To be fair, there are arguments in favor of Netanyahu as well. Tourism is up and terrorism way down, and he does not appear to be inclined to military adventures. His reluctance to just pull out of the West Bank is not without reason (though a form of it is ultimately essential). There have been some infrastructure improvements (but not nearly enough). And he may be the world’s cleverest politician – a brilliant tactician and a communicator so phenomenally articulate that he might do good if he understood his country’s strategic needs.
But alas, he is on the wrong side of every one of the above issues, which is probably why the security chiefs consider him a menace. And I contend that despite the right’s resilient popularity the people are not with him really; he would never stand a chance if most people considered the issues and voted for what they actually want.
You don’t often win elections with rational arguments — but it cannot hurt to try. Yet all three Blue and White campaigns since last year have been timid about messaging these arguments in a manner that is powerful and clear, to the exasperation of those who want to see the center-left win.

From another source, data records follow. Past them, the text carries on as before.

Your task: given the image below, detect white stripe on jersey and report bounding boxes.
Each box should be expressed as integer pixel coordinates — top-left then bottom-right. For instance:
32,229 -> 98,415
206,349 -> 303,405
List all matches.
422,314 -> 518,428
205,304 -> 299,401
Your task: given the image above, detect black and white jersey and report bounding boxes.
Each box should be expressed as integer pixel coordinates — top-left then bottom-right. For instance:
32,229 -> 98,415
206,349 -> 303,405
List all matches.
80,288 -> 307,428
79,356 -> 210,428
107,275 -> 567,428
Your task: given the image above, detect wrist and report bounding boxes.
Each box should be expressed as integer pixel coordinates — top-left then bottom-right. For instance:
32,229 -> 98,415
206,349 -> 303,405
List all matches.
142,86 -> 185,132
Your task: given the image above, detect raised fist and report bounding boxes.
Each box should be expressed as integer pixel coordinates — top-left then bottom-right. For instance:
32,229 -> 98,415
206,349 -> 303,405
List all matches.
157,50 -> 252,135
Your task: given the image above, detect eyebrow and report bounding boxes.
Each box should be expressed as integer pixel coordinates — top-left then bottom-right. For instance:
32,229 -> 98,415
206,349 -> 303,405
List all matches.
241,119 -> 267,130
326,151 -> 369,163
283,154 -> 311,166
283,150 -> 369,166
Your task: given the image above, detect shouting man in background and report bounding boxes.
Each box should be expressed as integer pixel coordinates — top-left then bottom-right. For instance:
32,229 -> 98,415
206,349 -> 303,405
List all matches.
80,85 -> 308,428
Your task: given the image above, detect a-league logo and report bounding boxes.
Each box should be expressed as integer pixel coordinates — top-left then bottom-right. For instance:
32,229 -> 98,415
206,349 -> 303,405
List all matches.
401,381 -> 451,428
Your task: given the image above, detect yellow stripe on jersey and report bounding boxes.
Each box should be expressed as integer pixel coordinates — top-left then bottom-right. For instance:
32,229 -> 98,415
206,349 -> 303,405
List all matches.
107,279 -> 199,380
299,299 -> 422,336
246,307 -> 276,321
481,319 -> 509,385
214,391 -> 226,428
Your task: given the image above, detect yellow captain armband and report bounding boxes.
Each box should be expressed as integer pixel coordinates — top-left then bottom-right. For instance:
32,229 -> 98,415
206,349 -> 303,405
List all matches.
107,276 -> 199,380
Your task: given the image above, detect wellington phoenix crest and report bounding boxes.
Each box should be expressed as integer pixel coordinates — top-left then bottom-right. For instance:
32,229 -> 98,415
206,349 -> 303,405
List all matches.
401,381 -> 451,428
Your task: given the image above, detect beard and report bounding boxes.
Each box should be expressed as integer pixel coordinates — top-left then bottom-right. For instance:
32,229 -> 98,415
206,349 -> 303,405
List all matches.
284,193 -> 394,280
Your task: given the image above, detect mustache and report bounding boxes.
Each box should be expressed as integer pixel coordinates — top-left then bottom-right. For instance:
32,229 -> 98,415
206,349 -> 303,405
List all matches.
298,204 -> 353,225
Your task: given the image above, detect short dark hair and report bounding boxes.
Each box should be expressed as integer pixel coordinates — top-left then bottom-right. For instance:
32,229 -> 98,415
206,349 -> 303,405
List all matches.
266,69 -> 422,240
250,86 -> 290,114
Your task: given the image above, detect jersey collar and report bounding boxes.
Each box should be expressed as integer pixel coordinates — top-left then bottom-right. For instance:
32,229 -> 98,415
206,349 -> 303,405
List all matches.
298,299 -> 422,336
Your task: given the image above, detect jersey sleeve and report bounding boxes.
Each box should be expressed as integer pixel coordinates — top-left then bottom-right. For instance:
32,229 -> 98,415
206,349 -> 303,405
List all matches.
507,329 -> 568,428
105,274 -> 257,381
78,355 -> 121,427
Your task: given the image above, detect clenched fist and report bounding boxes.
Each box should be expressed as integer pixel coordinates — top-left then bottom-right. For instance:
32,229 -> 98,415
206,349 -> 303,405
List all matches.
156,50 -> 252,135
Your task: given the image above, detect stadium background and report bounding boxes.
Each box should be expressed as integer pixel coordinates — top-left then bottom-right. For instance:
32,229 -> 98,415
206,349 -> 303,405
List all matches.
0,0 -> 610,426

This restraint is generally understood to come from skittishness about alienating potential soft-right crossover voters or making enemies of the Haredim who might be coalition partners in some remotely plausible future constellation. It also sits more comfortably on the persona of its leader, who projects a solid and stolid decency but is not an agitator in the mold of the incumbent. Critically, though, it does not take heed of the elementary political imperative of controlling the message, projecting clarity, offering hope, and firing up your own base to get out and vote.
And so we have reached this juncture, where three military chiefs, three corruption counts, and three election campaigns do not appear to have sufficed for a knock-out blow to a catastrophic incumbency. And one is left, somewhat absurdly, hoping voters will decide at the last second to be rational.
Yet hope does spring eternal! Such is the human spirit. If voters use their heads, change may yet arrive. And some normality — that modest, quaint and nearly forgotten state — would follow in its wake.